Cyber Incident Victim: Polish Space Agency

On March 2, 2025, Polish Digitalisation Minister Krzysztof Gawkowski publicly disclosed via social media platform X that cybersecurity services had detected unauthorized access to the Polish Space Agency's (POLSA) IT infrastructure. The announcement confirmed an active cybersecurity incident, though no specific timeframe for the initial breach was provided. In response to the intrusion, POLSA immediately disconnected its entire network from the internet to prevent further unauthorized access and secure potentially vulnerable data. Minister Gawkowski stated that all compromised systems had been secured following incident detection, with operational efforts underway to identify the responsible threat actors. The agency separately confirmed the incident to Poland's PAP news agency, noting that technical analysis of the breach remained ongoing.
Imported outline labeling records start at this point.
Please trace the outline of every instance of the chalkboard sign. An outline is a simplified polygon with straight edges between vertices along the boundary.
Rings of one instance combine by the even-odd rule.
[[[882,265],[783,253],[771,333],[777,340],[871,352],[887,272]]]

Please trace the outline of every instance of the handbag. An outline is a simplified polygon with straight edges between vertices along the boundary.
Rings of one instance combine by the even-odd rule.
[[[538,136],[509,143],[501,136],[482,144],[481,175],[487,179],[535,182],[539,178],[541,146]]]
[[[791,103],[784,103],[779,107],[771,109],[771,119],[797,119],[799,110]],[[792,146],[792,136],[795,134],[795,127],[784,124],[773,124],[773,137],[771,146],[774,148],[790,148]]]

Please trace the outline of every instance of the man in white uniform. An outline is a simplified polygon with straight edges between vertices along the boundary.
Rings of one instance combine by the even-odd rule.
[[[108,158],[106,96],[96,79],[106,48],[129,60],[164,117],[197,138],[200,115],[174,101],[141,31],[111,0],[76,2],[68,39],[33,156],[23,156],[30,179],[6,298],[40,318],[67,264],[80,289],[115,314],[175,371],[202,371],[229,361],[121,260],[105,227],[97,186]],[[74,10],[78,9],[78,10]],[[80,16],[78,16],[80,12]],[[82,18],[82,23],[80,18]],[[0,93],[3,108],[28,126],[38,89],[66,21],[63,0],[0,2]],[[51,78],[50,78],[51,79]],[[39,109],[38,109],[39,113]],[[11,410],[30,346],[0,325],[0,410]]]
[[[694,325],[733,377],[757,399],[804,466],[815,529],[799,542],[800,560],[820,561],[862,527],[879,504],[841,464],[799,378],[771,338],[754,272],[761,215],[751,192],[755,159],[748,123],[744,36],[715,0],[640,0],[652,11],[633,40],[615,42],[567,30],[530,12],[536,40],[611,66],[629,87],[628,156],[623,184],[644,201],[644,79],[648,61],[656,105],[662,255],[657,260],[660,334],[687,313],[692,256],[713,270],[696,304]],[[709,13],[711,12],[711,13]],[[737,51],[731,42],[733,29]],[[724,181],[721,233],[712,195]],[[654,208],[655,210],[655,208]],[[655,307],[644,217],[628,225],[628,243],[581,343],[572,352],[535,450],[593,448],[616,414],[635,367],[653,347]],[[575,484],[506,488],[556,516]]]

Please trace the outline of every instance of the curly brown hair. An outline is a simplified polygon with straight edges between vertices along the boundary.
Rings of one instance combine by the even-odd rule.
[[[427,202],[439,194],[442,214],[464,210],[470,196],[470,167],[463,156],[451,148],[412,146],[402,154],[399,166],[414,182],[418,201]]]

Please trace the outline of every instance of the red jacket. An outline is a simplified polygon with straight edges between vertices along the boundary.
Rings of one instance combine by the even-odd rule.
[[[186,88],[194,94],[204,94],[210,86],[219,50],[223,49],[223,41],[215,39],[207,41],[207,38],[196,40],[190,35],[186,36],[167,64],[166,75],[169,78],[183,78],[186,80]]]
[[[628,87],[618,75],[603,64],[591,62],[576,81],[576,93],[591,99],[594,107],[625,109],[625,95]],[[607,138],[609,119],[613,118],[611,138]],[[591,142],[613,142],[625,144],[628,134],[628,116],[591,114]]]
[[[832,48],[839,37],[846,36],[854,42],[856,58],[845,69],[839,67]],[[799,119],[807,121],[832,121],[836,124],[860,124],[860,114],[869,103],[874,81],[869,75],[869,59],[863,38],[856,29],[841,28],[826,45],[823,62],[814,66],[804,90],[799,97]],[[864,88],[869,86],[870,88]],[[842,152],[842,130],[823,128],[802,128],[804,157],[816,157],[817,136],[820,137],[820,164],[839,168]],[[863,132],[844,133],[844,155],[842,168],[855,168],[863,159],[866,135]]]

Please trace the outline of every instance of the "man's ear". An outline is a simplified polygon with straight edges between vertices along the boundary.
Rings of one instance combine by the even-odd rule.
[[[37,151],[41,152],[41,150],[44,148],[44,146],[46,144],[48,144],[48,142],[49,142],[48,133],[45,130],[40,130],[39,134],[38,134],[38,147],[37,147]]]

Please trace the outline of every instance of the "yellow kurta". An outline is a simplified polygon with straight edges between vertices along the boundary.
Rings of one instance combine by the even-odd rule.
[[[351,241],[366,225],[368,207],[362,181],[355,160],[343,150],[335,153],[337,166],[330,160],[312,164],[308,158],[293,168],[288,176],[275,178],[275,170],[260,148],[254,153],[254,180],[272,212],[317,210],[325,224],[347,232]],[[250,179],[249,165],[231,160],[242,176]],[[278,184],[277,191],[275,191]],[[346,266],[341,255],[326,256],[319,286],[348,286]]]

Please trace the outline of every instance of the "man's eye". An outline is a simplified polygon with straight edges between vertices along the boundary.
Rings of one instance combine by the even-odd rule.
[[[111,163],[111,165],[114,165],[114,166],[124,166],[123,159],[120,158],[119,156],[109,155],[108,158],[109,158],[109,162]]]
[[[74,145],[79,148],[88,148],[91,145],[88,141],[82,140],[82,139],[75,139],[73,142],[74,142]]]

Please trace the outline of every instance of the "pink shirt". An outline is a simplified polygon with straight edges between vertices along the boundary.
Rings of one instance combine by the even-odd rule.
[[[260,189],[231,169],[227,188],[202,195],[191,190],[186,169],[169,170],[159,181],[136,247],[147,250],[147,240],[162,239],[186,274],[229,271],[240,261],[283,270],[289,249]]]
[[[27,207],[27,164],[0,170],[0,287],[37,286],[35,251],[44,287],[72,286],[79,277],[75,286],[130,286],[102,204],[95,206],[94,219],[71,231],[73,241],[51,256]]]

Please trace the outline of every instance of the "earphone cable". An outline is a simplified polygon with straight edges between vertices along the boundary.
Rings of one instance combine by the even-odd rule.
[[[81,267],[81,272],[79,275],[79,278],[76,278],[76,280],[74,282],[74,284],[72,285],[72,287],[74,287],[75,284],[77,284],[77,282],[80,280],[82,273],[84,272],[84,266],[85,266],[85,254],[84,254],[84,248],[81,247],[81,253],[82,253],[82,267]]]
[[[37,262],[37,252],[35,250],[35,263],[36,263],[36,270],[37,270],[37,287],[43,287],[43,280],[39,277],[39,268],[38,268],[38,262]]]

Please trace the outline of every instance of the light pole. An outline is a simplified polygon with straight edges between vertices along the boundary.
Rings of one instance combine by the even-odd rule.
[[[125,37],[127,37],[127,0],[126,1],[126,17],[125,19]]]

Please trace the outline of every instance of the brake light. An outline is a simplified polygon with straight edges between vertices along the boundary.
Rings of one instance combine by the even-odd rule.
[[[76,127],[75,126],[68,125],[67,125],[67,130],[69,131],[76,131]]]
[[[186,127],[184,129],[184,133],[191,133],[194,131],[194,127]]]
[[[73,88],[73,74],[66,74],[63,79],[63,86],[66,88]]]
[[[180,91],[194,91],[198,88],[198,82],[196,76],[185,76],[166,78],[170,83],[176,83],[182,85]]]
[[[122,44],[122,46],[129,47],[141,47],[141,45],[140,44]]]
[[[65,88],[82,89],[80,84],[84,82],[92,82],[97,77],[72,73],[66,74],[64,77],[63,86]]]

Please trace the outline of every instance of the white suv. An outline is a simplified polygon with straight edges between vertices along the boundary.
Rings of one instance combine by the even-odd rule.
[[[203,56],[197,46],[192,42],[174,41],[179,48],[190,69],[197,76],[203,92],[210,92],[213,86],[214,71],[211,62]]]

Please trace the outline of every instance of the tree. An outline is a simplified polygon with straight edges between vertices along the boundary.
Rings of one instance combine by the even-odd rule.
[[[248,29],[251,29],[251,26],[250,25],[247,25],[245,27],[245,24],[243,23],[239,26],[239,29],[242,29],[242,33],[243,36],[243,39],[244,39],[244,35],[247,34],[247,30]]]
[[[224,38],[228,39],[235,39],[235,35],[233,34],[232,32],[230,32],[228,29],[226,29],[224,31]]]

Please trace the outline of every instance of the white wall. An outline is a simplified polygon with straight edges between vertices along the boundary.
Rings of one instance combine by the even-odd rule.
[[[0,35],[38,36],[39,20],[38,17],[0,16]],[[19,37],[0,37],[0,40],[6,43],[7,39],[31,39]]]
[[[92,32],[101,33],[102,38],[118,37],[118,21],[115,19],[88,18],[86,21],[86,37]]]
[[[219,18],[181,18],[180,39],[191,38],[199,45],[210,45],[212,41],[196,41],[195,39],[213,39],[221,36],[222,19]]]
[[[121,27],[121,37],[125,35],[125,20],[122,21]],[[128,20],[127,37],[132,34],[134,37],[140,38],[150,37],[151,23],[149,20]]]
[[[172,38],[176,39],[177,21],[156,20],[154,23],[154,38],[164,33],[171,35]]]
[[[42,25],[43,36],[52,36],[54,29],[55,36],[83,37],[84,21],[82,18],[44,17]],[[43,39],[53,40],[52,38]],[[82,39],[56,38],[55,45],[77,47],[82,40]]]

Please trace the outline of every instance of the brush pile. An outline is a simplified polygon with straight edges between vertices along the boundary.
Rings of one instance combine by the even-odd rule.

No details were released regarding the duration of network disconnection or specific operational disruptions caused by the defensive measures.

The incident occurred against a backdrop of heightened geopolitical tensions, with Polish authorities having previously accused Moscow of conducting cyber operations to destabilize Poland over its military support for Ukraine—allegations consistently denied by Russia. POLSA did not disclose whether any data was exfiltrated or systems compromised beyond the unauthorized access, nor did it specify which internal systems or functions were targeted. Minister Gawkowski's statement emphasized containment and investigative priorities but did not outline restoration timelines or additional countermeasures beyond the network isolation. No group or state actor claimed responsibility for the intrusion at the time of reporting, and Polish officials refrained from publicly attributing the attack despite historical context of regional cyber hostilities. The agency maintained its focus on forensic analysis while operating under restricted network conditions to safeguard its infrastructure.